Git development
 help / color / mirror / Atom feed
From: "Johannes Schindelin via GitGitGadget" <gitgitgadget@gmail.com>
To: git@vger.kernel.org
Cc: Elijah Newren <newren@gmail.com>, Patrick Steinhardt <ps@pks.im>,
	Johannes Schindelin <johannes.schindelin@gmx.de>,
	Johannes Schindelin <johannes.schindelin@gmx.de>
Subject: [PATCH/RFC 4/5] test-tool: add a "historian" subcommand for building merge fixtures
Date: Wed, 06 May 2026 22:43:23 +0000	[thread overview]
Message-ID: <72c486312cde9a9fd2dedb60bc43c5c3e40a0d64.1778107405.git.gitgitgadget@gmail.com> (raw)
In-Reply-To: <pull.2106.git.1778107405.gitgitgadget@gmail.com>

From: Johannes Schindelin <johannes.schindelin@gmx.de>

The merge-replay tests added in a follow-up commit need a way to set
up specific topologies with full control over blob contents, parent
order, and per-side trees. Sequencing plumbing commands or driving
plain `git fast-import` from shell quickly becomes unreadable for
the kinds of scenarios that exercise non-trivial merge resolution
(textual conflicts, semantic edits outside the conflict region,
intentional limitations such as new content on one side).

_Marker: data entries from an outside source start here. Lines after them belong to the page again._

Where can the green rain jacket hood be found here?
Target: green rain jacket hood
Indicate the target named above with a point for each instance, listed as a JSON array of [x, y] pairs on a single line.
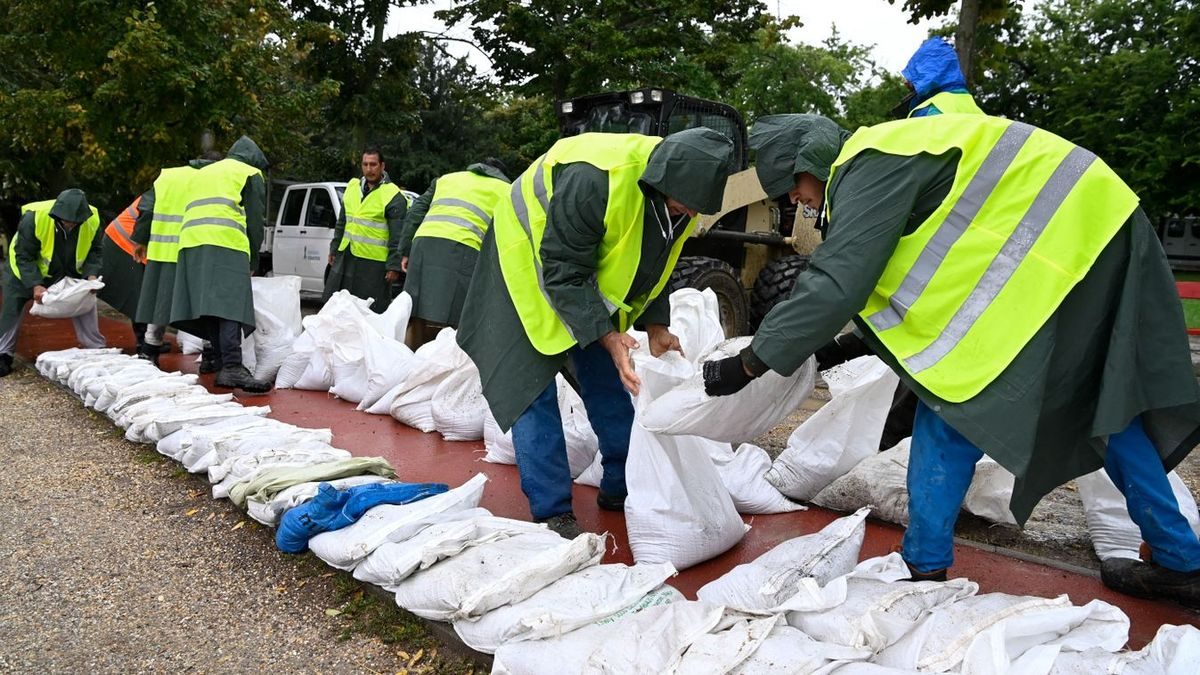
[[691, 167], [791, 144], [245, 150], [71, 205]]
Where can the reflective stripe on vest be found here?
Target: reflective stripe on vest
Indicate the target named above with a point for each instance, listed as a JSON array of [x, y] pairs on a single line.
[[1027, 215], [214, 215], [171, 198], [121, 227], [366, 221], [951, 103], [521, 221], [43, 228], [462, 205]]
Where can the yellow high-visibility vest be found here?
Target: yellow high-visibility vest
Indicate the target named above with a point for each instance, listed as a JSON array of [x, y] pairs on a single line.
[[949, 102], [366, 223], [43, 228], [521, 221], [171, 199], [215, 215], [1027, 215], [462, 205]]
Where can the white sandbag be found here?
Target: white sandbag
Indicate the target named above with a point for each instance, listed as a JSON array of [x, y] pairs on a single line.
[[69, 298], [395, 561], [1114, 533], [348, 547], [765, 584], [879, 481], [582, 444], [696, 321], [789, 650], [493, 574], [751, 412], [841, 434], [189, 344], [1175, 650], [744, 475], [393, 323], [645, 641], [1003, 625], [575, 601], [387, 363], [268, 513], [880, 607], [731, 643], [459, 406]]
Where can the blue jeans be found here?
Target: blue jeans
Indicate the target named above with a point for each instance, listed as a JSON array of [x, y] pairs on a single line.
[[942, 463], [541, 444]]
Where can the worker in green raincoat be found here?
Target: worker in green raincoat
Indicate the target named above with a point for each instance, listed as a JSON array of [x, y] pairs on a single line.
[[53, 240], [361, 255], [219, 243], [156, 244], [441, 240], [1013, 282], [580, 252]]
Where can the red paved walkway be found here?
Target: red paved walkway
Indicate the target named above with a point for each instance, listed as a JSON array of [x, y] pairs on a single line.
[[426, 457]]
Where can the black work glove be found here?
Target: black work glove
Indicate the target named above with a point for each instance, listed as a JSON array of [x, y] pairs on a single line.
[[725, 376]]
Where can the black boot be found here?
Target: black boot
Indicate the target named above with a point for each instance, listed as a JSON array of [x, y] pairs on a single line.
[[239, 377], [1149, 580]]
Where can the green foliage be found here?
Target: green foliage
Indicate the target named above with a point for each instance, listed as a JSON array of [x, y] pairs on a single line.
[[102, 95], [1120, 78]]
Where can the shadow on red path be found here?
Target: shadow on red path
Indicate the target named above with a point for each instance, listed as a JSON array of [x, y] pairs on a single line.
[[426, 458]]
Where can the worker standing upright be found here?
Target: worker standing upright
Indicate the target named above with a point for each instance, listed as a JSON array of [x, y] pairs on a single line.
[[361, 254], [441, 240]]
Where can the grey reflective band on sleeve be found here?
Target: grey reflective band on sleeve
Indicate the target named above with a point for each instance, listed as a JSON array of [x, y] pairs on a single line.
[[965, 210], [1011, 256], [456, 220], [449, 202]]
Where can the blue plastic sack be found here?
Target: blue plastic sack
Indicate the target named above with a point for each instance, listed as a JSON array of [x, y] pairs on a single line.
[[333, 509]]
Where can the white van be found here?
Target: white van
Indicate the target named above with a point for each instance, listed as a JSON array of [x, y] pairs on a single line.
[[298, 243]]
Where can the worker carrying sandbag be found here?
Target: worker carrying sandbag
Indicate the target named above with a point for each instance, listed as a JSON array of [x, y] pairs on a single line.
[[439, 245], [1013, 282], [579, 252], [55, 239]]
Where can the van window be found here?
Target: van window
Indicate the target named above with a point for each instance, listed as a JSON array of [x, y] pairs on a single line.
[[321, 209], [293, 205]]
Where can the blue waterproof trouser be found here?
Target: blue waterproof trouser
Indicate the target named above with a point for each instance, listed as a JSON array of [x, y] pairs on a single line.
[[540, 443], [942, 464]]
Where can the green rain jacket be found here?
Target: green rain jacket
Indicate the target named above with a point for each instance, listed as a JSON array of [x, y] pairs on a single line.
[[360, 276], [689, 166], [70, 205], [214, 281], [438, 269], [1115, 348]]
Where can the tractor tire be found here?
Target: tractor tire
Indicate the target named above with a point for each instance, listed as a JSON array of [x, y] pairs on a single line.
[[774, 285], [700, 272]]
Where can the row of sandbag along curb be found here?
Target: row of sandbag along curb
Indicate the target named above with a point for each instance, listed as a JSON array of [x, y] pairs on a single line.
[[544, 604]]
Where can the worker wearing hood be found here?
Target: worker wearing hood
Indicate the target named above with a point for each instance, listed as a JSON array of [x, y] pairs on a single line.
[[219, 243], [54, 239], [935, 82], [526, 314], [1077, 351], [441, 240]]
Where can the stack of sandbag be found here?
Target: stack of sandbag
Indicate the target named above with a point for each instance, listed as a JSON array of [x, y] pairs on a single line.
[[67, 298]]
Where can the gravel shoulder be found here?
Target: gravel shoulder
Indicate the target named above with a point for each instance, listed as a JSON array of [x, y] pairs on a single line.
[[117, 560]]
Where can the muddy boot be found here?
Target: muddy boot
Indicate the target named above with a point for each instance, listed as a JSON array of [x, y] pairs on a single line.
[[1149, 580], [564, 525], [239, 377]]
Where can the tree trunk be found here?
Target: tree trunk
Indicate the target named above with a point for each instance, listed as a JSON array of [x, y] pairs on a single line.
[[964, 39]]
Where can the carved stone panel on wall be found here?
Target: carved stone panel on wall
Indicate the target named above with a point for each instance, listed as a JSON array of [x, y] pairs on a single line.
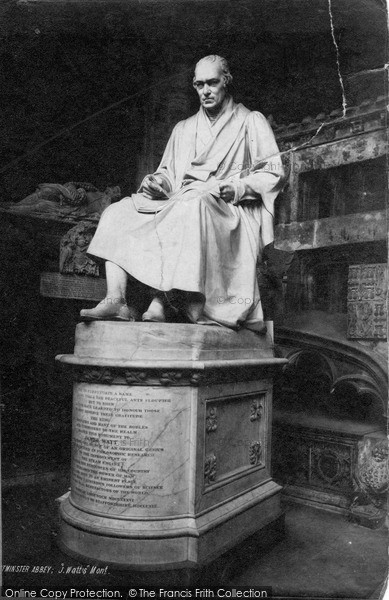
[[367, 301]]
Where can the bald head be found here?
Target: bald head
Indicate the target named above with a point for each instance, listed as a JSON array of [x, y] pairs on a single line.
[[219, 62]]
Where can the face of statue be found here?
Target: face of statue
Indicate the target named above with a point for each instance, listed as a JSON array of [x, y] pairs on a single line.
[[210, 86]]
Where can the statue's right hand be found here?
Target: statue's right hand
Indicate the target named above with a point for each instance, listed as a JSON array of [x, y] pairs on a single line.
[[152, 186]]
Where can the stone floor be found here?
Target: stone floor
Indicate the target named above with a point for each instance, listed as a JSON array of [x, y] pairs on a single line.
[[322, 555]]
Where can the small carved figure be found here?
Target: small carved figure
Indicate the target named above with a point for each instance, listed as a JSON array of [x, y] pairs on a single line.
[[66, 201], [73, 257]]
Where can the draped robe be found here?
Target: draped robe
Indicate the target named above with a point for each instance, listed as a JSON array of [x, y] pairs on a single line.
[[195, 241]]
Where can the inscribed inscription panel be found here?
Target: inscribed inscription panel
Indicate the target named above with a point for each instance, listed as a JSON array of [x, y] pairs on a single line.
[[130, 450]]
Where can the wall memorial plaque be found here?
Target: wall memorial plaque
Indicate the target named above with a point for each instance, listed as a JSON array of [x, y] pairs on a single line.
[[367, 301]]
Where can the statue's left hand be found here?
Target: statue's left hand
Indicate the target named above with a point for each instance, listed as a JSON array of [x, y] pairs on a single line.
[[227, 191]]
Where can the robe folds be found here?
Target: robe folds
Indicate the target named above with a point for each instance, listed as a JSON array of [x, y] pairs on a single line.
[[195, 241]]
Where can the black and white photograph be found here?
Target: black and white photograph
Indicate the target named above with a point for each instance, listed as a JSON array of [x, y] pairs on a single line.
[[194, 299]]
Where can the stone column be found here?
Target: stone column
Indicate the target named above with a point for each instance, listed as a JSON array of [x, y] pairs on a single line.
[[171, 443]]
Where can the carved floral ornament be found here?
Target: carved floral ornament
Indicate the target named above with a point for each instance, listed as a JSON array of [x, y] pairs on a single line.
[[123, 376], [210, 469], [211, 419], [255, 452], [309, 370], [256, 410]]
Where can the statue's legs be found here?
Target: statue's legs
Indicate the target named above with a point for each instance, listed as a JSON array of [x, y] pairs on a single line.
[[114, 306]]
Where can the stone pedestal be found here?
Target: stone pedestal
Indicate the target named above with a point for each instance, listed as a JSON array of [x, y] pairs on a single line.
[[171, 443]]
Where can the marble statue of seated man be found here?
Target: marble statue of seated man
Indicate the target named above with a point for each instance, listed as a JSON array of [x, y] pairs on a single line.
[[198, 224]]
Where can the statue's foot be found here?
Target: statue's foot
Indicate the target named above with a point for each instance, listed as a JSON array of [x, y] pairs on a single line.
[[194, 306], [155, 312], [109, 311]]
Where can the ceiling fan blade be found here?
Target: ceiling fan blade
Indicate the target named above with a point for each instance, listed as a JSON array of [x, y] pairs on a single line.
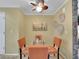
[[41, 1], [33, 4]]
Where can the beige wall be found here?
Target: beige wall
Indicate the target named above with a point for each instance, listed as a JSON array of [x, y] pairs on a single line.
[[30, 34], [18, 25], [13, 17], [66, 47]]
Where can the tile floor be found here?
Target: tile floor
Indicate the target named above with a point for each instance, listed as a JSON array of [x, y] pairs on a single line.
[[17, 57]]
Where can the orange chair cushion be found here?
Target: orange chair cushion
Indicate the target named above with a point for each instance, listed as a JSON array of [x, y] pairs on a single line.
[[21, 42]]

Add a small `test-tool historian` subcommand that reads a tight,
shell-quoted, one-line-per-object DSL and feeds an equivalent stream
to a `git fast-import` child process. Each blob and commit is given
a logical name; the helper allocates fast-import marks on first use
and emits a lightweight tag for every commit so tests can refer to
the resulting object via `refs/tags/<name>`.

The DSL has just two directives:

  blob NAME LINE...
  commit NAME BRANCH SUBJECT [from=NAME] [merge=NAME]... [PATH=BLOB]...

A blob's content is the listed lines joined with `\n` (and a final
`\n`); a commit's tree is exactly the listed PATH=BLOB pairs (the
helper emits a `deleteall` so nothing leaks in from the implicit
parent). Token splitting is delegated to `split_cmdline()` so quoted
arguments work as in shell. Marks for parent references and file
contents go through the same `strintmap`-backed name resolver, which
keeps the helper itself trivially small: blob writing, tree
construction, commit creation and merge-base computation are all
handled by `git fast-import`.

Note that the DSL reserves the names `from` and `merge` (with a
trailing `=`) for parent specification; a tree path called `from` or
`merge` cannot be expressed via this helper. That is acceptable here
because every input is a tightly controlled test fixture and the
filenames are chosen by the test author.

The helper trusts its caller: malformed input results in a
fast-import error rather than a friendly diagnostic.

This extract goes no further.